Cela ne fait qu’exacerber le fait que refuser de choisir est en soi un choix. Lorsque nous prétendons ne pas avoir la liberté de choisir, nous le faisons quand même. Même si quelqu’un a une arme à feu à la tête et dit: «Décrochez le téléphone ou je vais me casser la cervelle», vous avez toujours le choix entre «me laisser partir» et raccrocher le téléphone. Pas un choix particulièrement souhaitable, mais un choix quand même! Selon les existentialistes, nous n’aurons peut-être pas notre mot à dire sur les circonstances dans lesquelles nous sommes plongés dans le monde, mais nous devons inévitablement décider de la manière de réagir à ces circonstances.
La mauvaise foi existentielle se produit chaque fois que nous nions toute responsabilité dans notre prise de décision. Nous désavouons notre liberté, car assumer la responsabilité de nos choix est un fardeau. Parfois, les choix que nous évitons sont importants – par exemple, se marier, postuler pour une promotion ou aller vivre à Boise. Mais d’autres fois, les choix que nous évitons sont petits – comme de continuer à parler au téléphone ou non. Ainsi, la prochaine fois que vous parlez au téléphone avec quelqu’un et que vous souhaitez raccrocher, songez à assumer la responsabilité de votre décision de mettre fin à l’appel. Plutôt que de dire: «Je vais devoir vous laisser partir», essayez de dire: «Je vais raccrocher, car [indiquez la raison pour laquelle vous choisissez de mettre fin à l’appel ici].» Pas aussi simple que cela puisse paraître, mais cela montre bien à quel point l’acceptation de notre liberté de bonne foi n’est pas une bonne marche. Pour éviter de vous demander quand vous raccrochez, certains d’entre vous préféreront peut-être ignorer l’appel en faveur de l’envoi d’un message texte. Mais ce sera aussi un choix dont vous serez responsable.

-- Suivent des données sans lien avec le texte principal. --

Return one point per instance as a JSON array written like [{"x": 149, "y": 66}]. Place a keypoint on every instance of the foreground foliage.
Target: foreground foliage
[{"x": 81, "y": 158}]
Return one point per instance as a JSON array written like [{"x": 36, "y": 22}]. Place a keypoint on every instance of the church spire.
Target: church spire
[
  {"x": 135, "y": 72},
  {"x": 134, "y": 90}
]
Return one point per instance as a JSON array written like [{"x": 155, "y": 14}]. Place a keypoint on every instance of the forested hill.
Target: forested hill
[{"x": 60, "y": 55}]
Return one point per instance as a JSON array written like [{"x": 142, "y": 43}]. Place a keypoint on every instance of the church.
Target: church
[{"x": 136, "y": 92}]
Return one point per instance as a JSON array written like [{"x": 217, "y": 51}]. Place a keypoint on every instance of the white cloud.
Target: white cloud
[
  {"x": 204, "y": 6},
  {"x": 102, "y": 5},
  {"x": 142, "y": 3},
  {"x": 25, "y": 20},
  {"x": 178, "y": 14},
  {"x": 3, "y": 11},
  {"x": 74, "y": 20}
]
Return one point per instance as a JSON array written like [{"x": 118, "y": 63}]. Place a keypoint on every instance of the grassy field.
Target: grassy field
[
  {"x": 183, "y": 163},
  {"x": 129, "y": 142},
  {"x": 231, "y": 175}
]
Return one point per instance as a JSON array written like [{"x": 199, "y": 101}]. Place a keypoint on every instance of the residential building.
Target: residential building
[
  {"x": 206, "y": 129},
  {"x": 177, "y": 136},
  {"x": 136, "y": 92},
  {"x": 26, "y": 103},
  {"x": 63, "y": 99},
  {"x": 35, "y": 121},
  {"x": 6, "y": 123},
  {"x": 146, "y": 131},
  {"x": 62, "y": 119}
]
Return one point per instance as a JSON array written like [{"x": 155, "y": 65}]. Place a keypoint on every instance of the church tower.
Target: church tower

En termes concrets, il n’ya vraiment aucune issue en ce qui concerne la liberté et la responsabilité.
Nous nous retirons tous de mauvaise foi la plupart du temps, car il est difficile de prendre la responsabilité de nos actes. Vouloir accepter la propriété de nos choix est une lutte permanente à laquelle nous sommes tous confrontés et que les existentialistes considèrent comme un élément central de la condition humaine. La liberté est peut-être importante, mais ce n’est pas facile.
D’accord, ce blog touche à sa fin, je vais donc devoir vous laisser partir. . . euh, je choisis d’arrêter d’écrire maintenant.